Mattarella ricorda la deportazione degli ebrei dal ghetto di Roma. “Una ferita insanabile non solo per la comunità tragicamente violata, ma per l’intero popolo italiano”

dalla Redazione
Politica

“Il 16 ottobre 1943 fu un sabato di orrore, da cui originò una scia ancor più straziante di disperazione e morte: la deportazione degli ebrei dal ghetto di Roma costituisce una ferita insanabile non solo per la comunità tragicamente violata, ma per l’intero popolo italiano”. E’ quanto ha dichiarato il presidente della Repubblica, Sergio Mattarella, in occasione del 75° anniversario della deportazione degli ebrei dal ghetto di Roma. “In questo giorno di memoria e raccoglimento – ha aggiunto il Capo dello Stato -, la Repubblica si stringe alla Comunità ebraica italiana, ai parenti, ai discendenti dei deportati, poi torturati e uccisi, e rinnova il proprio impegno per rafforzare i valori della Costituzione, che si fonda sull’inviolabilità dei diritti di ogni persona e che mai potrà tollerare discriminazioni, limitazioni della libertà, odi razziali”.

La deportazione degli ebrei dal ghetto di Roma, ha detto ancora Mattarella “fu l’inizio anche in Italia, favorita dalle leggi razziali varate dal regime fascista, di una caccia spietata che non risparmiò donne e bambini, anziani e malati, adulti di ogni età e condizione, messi all’indice solo per infame odio”. “Oltre duemila italiani di origine ebraica – ha aggiunto Mattarella – scomparvero da Roma in pochi mesi, costretti nei treni della morte verso i campi nazisti”.

“Davanti all’Olocausto – abisso della storia – torniamo a inchinarci.
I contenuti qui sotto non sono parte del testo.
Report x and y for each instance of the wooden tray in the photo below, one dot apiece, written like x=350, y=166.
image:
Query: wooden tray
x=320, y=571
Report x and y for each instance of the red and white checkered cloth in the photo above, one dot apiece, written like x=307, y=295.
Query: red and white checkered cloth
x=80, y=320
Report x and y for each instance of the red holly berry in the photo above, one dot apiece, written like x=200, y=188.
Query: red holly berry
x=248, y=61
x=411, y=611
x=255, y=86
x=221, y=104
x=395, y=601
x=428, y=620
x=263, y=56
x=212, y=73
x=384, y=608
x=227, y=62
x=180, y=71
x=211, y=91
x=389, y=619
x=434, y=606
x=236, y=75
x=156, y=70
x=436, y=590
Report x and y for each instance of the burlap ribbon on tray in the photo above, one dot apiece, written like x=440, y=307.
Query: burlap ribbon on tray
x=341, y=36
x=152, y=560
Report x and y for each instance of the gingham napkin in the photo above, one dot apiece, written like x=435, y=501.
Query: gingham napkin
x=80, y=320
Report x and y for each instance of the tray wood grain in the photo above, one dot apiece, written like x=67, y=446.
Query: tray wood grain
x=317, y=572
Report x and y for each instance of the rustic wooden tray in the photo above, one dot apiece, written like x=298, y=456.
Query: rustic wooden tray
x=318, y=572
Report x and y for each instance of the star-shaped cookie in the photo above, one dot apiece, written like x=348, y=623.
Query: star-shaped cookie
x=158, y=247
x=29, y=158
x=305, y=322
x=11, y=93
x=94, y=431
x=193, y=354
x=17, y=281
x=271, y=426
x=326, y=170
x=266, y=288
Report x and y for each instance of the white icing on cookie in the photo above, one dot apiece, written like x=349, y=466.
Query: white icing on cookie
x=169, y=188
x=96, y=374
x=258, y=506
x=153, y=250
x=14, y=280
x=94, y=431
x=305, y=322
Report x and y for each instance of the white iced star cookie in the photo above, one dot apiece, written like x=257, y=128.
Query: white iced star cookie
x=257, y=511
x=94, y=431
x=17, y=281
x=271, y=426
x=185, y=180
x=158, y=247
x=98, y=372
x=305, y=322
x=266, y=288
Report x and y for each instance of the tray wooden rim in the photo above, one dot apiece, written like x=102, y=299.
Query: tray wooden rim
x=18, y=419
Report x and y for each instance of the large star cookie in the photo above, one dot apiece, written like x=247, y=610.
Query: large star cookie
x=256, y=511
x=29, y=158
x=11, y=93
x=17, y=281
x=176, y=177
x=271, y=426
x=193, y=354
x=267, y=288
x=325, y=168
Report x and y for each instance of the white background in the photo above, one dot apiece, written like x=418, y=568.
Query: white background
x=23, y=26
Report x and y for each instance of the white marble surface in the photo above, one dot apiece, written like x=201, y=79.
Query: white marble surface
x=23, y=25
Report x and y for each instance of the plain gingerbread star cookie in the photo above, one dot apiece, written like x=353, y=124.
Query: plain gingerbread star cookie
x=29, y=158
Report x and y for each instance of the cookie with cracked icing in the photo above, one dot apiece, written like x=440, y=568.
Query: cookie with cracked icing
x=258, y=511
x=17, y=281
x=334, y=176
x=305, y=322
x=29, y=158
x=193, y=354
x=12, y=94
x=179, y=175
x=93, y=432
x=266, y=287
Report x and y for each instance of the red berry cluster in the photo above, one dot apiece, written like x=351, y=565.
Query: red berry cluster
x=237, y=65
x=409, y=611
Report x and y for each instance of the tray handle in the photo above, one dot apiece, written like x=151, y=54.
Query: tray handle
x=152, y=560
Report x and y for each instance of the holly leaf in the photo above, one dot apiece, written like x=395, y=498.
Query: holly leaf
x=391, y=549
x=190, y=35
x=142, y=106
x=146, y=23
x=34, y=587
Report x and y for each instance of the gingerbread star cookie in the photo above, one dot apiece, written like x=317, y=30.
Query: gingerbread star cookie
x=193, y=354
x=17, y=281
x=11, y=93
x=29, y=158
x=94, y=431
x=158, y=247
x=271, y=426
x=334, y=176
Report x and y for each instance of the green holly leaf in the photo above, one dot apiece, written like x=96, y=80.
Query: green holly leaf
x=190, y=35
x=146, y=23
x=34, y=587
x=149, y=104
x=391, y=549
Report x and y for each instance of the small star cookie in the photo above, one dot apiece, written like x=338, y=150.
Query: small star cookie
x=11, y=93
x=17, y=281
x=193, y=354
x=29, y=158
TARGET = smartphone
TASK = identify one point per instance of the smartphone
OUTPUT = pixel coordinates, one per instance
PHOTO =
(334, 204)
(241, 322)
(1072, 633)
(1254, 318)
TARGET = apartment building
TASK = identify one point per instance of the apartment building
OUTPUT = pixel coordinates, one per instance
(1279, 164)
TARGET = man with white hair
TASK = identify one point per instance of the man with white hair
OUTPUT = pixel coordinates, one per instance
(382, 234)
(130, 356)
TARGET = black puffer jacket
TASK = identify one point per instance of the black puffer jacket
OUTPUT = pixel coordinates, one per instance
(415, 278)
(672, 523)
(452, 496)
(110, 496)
Il ricordo – ha detto ancora il presidente della Repubblica – non può non fermarsi sui duecento ragazzi, strappati quella mattina di ottobre dalle loro case, attorno al Portico d’Ottavia: nessuno di loro riuscì a sopravvivere e a fare ritorno nella terra dei loro padri e dei loro giochi. Le lezioni più tragiche della storia vanno richiamate alla conoscenza e alla riflessione delle giovani generazioni, affinché, nel dialogo, cresca la consapevolezza del bene comune. Il sacrificio, la tribolazione, il martirio di tanti innocenti, è un monito permanente alla nostra civiltà, che si è ricostruita promettendo solennemente ‘mai più’ e, tuttavia, ogni giorno è chiamata a operare per svuotare i depositi di intolleranza, per frenare le tentazioni di sopraffazione, per affermare – ha concluso Mattarella – il principio dell’eguaglianza delle persone e del rispetto delle convinzioni di ciascuno”.